There is no exercise prescription for everyone, how to exercise in hypertensive patients, and the American Heart Association (AHA) provides guidance on four key areas:
1. Daily aerobic exercise + 2 strength training per week
Aerobic exercise is performed daily and strength training is performed twice a week (non-continuous day for muscle repair).
2. Intensity: Maximum target heart rate=220-age
Start with a medium-intensity exercise.
For aerobic exercise, this means achieving 60% to 70% of the maximum target heart rate (or 220 minus age).
3. Warm up before moving, cool down after moving
Doing "warm before warming, cooling after exercise" helps the heart gradually change from a resting state to an active state, and then back again, which can also reduce the risk of injury or pain.
Warm-up should last at least 10 minutes. If you are older or have been inactive for a long time, warm-up time should be longer.
It is also important to allow time for cooling. If you stop exercising too fast, your blood pressure will drop dramatically, which is dangerous and can cause muscle cramps.
4. Exercise time: 30~60 minutes
At least 30 minutes of aerobic exercise per day, if possible increased to 60 minutes.
Strength training should target all major muscle groups and should use a weight that allows you to complete two to three groups of 10 to 12 repetitions.
5. Aerobic exercise combined strength training
Effective aerobic exercise is easier starting from walking, cycling and swimming.
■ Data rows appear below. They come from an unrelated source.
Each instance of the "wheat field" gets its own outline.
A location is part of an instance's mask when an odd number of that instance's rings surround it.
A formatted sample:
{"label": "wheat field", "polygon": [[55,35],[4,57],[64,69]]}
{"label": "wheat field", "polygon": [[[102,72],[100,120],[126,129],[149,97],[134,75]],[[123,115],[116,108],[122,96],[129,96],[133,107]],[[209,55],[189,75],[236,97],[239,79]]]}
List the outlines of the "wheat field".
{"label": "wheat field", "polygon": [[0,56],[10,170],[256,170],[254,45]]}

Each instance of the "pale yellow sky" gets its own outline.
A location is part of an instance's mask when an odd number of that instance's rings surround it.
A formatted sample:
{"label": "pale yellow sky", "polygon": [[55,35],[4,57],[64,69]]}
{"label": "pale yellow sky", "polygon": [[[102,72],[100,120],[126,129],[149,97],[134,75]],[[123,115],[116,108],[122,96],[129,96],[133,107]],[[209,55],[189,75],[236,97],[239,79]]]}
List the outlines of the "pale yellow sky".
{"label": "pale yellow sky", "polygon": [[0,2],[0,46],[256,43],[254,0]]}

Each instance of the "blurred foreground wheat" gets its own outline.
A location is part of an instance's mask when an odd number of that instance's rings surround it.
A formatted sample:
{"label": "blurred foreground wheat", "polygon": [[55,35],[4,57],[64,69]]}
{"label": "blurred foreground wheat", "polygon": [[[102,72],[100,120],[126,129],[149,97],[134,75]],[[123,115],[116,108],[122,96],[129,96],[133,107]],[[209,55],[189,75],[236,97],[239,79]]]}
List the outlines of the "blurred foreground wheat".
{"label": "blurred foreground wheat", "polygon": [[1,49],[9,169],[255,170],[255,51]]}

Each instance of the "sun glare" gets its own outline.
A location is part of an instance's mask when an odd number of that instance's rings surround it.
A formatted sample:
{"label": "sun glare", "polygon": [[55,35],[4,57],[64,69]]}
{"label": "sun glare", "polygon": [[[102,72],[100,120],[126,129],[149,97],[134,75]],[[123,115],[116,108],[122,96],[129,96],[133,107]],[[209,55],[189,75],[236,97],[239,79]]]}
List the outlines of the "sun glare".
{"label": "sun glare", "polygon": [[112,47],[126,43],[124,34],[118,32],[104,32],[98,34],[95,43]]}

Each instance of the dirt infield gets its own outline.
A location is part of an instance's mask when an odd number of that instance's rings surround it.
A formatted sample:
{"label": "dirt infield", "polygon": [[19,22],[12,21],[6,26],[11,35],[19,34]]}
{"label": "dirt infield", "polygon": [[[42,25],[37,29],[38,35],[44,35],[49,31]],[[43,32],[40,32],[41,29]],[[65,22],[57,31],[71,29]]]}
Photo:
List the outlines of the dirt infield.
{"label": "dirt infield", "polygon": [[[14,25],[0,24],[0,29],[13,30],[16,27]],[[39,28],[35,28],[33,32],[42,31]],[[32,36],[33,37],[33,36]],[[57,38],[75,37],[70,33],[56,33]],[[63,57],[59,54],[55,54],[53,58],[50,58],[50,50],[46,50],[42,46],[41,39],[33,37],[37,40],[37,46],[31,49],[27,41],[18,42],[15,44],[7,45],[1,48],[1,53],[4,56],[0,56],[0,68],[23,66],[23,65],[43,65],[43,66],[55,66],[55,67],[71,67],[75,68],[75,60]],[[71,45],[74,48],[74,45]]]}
Strength training can choose pull-ups, elastic resistance bands, push-ups, etc.xx
Regularly these activities are especially beneficial:
Fast walking, hiking or climbing stairs
Jogging, running, cycling, boating or swimming
?Appropriate level of fitness courses
Group sports, dance classes or fitness games, etc.
Of course, you must work with your doctor to develop an exercise program and an ideal target heart rate.
Special advice on hot water baths and saunas for hypertensive patients:
The heat generated by hot water baths and saunas can cause blood vessels to dilate. Vasodilation also occurs during normal activities, such as brisk walking.
If your doctor tells you to avoid moderate exercise, you should also be careful when considering the hot tub and sauna.
Hypertensive patients should not walk around in cold water and hot tubs or saunas as this may result in elevated blood pressure.
In addition, drinking and sauna are not a good combination to avoid.